Keine Sekunde zu früh. Kaum hatte sich die Tür hinter ihr geschlossen, als sie ein Anklopfen erbleichen ließ. Sie mußte antworten.

»Was gibt's?«

»Sind Sie krank?« Es war die Stimme von Mrs. Hastings, der Haushälterin.

»Wie – wieso soll ich krank sein?«

»Aber Sie sind ja nicht zum Essen erschienen, und da dachten wir, es fehlt Ihnen was.«

»Bißchen Kopfweh. Nicht der Rede wert.«

»Kann ich Ihnen was bringen?« Mrs. Hastings mochte die neue Jungfer gut leiden.

»Vielen Dank, Mrs. Hastings – kümmern Sie sich nicht um mich. Ich hab' ein bißchen geruht und fühl' mich schon besser.« Gott sei Dank – die Haushälterin verlangte nicht, eingelassen zu werden. Schweißgebadet und mit zitternder Hand zog Annie sich um. Es war die Reaktion auf die große Nervenanspannung.
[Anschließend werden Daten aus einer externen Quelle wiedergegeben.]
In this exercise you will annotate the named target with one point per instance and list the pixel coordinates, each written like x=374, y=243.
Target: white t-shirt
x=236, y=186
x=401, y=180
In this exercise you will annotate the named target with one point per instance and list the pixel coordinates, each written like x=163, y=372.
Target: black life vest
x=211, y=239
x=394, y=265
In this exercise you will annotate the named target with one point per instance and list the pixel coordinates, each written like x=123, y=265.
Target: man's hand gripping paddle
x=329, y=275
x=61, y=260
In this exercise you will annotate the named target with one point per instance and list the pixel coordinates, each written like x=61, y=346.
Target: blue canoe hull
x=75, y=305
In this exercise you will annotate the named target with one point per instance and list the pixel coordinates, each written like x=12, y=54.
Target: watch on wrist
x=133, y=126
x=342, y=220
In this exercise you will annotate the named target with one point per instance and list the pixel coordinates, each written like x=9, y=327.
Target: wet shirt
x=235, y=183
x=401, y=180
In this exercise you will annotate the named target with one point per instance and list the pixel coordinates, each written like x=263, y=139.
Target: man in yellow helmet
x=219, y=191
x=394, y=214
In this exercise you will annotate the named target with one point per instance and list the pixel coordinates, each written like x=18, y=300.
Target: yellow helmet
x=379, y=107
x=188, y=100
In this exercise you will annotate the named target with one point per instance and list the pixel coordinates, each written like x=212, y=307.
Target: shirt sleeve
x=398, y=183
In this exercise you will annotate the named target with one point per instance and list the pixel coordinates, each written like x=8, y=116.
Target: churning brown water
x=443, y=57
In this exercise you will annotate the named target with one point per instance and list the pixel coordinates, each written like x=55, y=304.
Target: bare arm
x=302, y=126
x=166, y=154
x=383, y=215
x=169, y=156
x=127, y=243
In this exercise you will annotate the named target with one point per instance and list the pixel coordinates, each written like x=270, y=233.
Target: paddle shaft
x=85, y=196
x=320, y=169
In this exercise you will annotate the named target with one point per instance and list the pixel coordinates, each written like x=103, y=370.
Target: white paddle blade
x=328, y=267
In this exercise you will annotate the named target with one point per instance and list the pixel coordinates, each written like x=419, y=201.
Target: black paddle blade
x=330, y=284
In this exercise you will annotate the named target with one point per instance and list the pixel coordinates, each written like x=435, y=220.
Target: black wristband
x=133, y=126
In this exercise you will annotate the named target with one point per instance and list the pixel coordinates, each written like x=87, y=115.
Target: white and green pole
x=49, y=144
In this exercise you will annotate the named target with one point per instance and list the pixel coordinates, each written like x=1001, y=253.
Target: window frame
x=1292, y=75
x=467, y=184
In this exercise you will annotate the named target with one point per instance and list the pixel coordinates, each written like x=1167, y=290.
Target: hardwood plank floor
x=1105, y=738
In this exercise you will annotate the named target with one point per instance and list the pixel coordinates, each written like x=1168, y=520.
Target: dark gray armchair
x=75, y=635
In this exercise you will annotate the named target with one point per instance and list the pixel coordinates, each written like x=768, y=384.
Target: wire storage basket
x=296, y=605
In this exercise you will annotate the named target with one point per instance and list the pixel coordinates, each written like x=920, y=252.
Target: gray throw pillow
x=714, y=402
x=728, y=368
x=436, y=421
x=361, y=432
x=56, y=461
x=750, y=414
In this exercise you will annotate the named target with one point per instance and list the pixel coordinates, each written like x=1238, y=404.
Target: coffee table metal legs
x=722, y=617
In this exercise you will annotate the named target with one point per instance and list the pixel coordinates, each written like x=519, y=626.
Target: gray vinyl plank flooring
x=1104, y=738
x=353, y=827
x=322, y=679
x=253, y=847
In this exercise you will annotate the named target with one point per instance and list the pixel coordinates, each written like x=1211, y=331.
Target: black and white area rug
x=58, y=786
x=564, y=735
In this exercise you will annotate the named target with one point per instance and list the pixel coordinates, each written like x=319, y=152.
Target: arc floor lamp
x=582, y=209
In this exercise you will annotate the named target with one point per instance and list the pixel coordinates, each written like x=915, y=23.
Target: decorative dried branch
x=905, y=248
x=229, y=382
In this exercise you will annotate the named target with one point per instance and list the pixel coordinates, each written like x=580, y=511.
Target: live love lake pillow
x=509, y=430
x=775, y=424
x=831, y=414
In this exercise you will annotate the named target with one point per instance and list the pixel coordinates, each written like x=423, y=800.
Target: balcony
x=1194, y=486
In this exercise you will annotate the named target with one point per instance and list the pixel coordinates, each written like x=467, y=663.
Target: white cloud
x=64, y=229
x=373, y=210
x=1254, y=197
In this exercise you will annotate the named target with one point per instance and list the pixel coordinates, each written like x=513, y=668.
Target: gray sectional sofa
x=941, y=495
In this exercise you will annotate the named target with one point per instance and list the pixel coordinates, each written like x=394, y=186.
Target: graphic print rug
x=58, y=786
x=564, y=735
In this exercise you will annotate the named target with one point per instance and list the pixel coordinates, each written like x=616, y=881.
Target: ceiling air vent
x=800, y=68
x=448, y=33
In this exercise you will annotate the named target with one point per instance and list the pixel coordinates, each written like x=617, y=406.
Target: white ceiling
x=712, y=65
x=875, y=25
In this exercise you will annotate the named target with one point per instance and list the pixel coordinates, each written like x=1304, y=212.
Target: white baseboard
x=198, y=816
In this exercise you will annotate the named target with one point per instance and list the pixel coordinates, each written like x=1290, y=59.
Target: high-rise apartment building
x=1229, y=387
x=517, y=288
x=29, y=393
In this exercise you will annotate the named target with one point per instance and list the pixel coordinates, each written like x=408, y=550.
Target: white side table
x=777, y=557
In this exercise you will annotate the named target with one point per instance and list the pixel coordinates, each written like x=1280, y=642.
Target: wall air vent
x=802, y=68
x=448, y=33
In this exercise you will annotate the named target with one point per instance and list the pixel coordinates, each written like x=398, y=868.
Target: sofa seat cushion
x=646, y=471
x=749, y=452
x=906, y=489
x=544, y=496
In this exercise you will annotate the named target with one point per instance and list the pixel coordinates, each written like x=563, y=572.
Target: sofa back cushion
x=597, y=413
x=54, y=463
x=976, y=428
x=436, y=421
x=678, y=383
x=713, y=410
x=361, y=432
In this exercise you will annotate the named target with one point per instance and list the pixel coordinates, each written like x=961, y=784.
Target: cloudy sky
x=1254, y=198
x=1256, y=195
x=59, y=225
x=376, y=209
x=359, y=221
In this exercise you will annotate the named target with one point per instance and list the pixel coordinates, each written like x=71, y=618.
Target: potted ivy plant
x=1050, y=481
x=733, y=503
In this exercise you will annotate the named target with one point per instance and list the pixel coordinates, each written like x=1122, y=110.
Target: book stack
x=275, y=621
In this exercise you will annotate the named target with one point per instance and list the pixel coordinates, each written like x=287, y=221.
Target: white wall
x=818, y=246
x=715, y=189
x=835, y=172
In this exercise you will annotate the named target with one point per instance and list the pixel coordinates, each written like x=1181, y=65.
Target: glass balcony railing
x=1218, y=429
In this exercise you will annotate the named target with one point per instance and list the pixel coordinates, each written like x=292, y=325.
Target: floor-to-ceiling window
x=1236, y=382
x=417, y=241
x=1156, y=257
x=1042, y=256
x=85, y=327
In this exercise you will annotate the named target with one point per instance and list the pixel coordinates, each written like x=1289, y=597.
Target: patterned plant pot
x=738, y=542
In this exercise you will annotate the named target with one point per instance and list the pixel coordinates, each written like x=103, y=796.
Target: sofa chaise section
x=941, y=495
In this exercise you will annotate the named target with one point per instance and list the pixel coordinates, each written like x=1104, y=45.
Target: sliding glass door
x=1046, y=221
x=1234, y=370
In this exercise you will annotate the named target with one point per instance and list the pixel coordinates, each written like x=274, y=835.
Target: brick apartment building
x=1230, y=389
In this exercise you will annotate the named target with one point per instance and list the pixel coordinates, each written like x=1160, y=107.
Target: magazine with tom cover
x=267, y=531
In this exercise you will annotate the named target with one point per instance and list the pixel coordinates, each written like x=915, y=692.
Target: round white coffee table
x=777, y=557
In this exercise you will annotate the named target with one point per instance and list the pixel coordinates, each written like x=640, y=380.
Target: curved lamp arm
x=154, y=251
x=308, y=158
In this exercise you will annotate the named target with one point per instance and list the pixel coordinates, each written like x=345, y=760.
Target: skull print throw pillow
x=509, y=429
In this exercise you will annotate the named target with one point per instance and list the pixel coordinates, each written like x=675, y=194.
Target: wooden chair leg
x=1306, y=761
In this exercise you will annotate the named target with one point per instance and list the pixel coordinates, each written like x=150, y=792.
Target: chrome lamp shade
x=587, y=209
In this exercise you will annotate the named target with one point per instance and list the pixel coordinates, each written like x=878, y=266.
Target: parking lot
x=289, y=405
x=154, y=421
»Das war verflucht heikel«, meinte sie bei sich selbst. »Ich hab' Glück heute nacht. Keiner von den Jungens hätte den Schneid gehabt. Na, diesmal sollen sie mich nicht übers Ohr hauen.«

Nachdem sie sich umgezogen, das Haar in Ordnung gebracht, das Häubchen wieder aufgesetzt hatte, packte sie alles Zeug, auch Flasche und Revolver, sorgfältig zusammen in den Anzug, aus dem sie ein Bündel machte.

Einen Augenblick spielte sie mit dem Brillanten und überlegte, was man dafür wohl kriegen könne.

»Fünfundzwanzigtausend so etwa – gibt wenig Hehler, die so dicke Objekte schlucken, und gerade die schmieren einen gern an. Hm, Fünfundzwanzigtausend müßte er bringen; und wenn die Jungens mir nicht zehn davon abgeben, spiel' ich nicht mehr mit und mach' mich selbständig.«

Sie wickelte den gelben Brillanten in Papier ein, tat eine Schnur darum, und befestigte ihn am Knopfloch des Mantels. Dann überzeugte sie sich davon, daß das Päckchen absolut sicher festgebunden war.

»Soweit wär's. Den Rest soll der Rotkopf besorgen.«

Sie machte dunkel und öffnete ihr Fenster. Dreimal ließ sie die elektrische Taschenlampe in die Nacht aufflammen. Es war das verabredete Zeichen für Rotkopf, der draußen im Garten wartete, daß die Sache gelungen war und er in Aktion zu treten habe.

Ungeduldig und ängstlich starrte sie ins Dunkel und wartete auf ein Antwortzeichen. Schon malte sie sich schlimme Möglichkeiten aus. Sollte dem Esel was passiert sein? Wenn er die Beute nicht übernehmen würde?

Sie wiederholte das Signal und atmete erleichtert auf. Aus dem Gebüsch sah sie einen Lichtschein zweimal aufleuchten – Rotkopf war zur Stelle.

Ein Klopfen. Es war an ihrer Tür. Oakland Annie warf das Kleiderbündel mit dem Achtzigtausend-Dollar-Brillanten von der Fensterbank aus herunter und schloß schnell, aber geräuschlos, das Fenster. Es klopfte wieder.